Monday, 23 December 2013

... and some mineral-encrusted buildings


People have used blocks of broken, cut or polished stone for building and decoration since the dawn of human time. However, it's less common to use individual crystals in buildings.

Thw "Morrua Hilton" is a very fancy 1960s (?) house at the Morrua lithium-tantalum pegmatite in Mozambique. It was built by the brutal Portugese colonial administration in something of a James Bond villain style, with a huge swimming pool, folly castles, and modernist main building. Mineralogically the main building is remarkable, in being clad in large plates of lilac "lepidolite" lithium mica:

Large plates of lepidolite in the walls of the Morrua Hilton
The mine was the scene of fighting in the civil war which was fomented by South Africa and Rhodesia following Mozambique's independence in 1975, but the building has survived. When I visited, the mine was under redevelopment by Noventa. It was also the home of a large garimpeiro community of artisanal tanatalum miners, who extracted tantalum minerals from mine waste, and the local river with extraordinary skill. Noventa has good relations with this community, and is happy to work alongside them.


Another odd mineral-encrusted building can be seen at the Sorbas gypsum caves, in Andalusia, SE Spain. Here, modern buildings beside the visitor centre are harled with glittering blocks of coarse selenite gypsum:

Coarse selenite gypsum bocks coating walls at the Sorbas caves visitor centre


The gypsum deposits of the Sorbas Basin were formed by evaporation of a repeatedly-replenished marginal basin during refilling of the Mediterranean following the great Messinian event when the whole sea dried up. Unlike the fine-grained sabkha gypsum typical of the Permian in the UK, the Sorbas gypsum formed as a mush of large clear selenite crystals on the seafloor - very spectacular rocks.

Lepidolite and gypsum - any offers of other minerals which have been used to coat buildings?

Sunday, 22 December 2013

Lovely rocks in airports...

In January 2013 Volcanoclast's blog asked readers for nice examples of polished rocks in tabletops, and similar decorative settings. I'm a year too late to win any prizes, but this reminded me of some nice rocks I saw in 2011, flying to Mozambique to look at tantalum pegmatites.

First, Dubai. As you might imagine, a very classy airport indeed. The polished stone floors include a lot of beautiful blue sodalite syenite:




I'm not quite sure where this nice rock comes from: there seem to be quite a lot of commercial sources  e.g. Zambia, the Andes, NamibiaBrazil and other places. The abundance of green aegirine(?) in the Dubai floors seems rather like the Azul Bahia rock from the Proterozoic Southern Bahia Province, in Brazil.

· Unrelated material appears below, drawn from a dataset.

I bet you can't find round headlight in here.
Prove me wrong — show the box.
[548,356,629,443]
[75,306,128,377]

Unlike many sodalite syenites, the Dubai floor rock shows very nice preservation of original igneous textures. While much blue sodalite in syenites is probably  the result of post-magmatic replacement, it can also form as a primary magmatic product.

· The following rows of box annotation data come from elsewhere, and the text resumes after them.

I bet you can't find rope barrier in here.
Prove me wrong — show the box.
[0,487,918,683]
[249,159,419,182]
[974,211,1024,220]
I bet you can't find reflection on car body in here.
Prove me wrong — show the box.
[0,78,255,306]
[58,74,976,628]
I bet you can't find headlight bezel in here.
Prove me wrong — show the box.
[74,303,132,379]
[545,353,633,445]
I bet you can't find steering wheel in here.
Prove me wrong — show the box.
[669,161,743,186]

Might this be magmatic sodalite in these Dubai floor slabs?


And so on to Oliver Tambo airport, Johannesburg. Again, a lot of very nice polished  natural stone used in the airport. I was particularly impressed by these sabs, showing lovely pegmatitic veins and pods in granite:



Some of the feldspars in these pegmatites even showed traces of moonstone "schiller" effect .The host granite is heterogeneous, and almost banded, maybe suggesting a rather dynamic environment, but the late pegmatite pods have clearly crystallized in situ in very still conditions. Can anybody suggest the source of these beautiful rocks?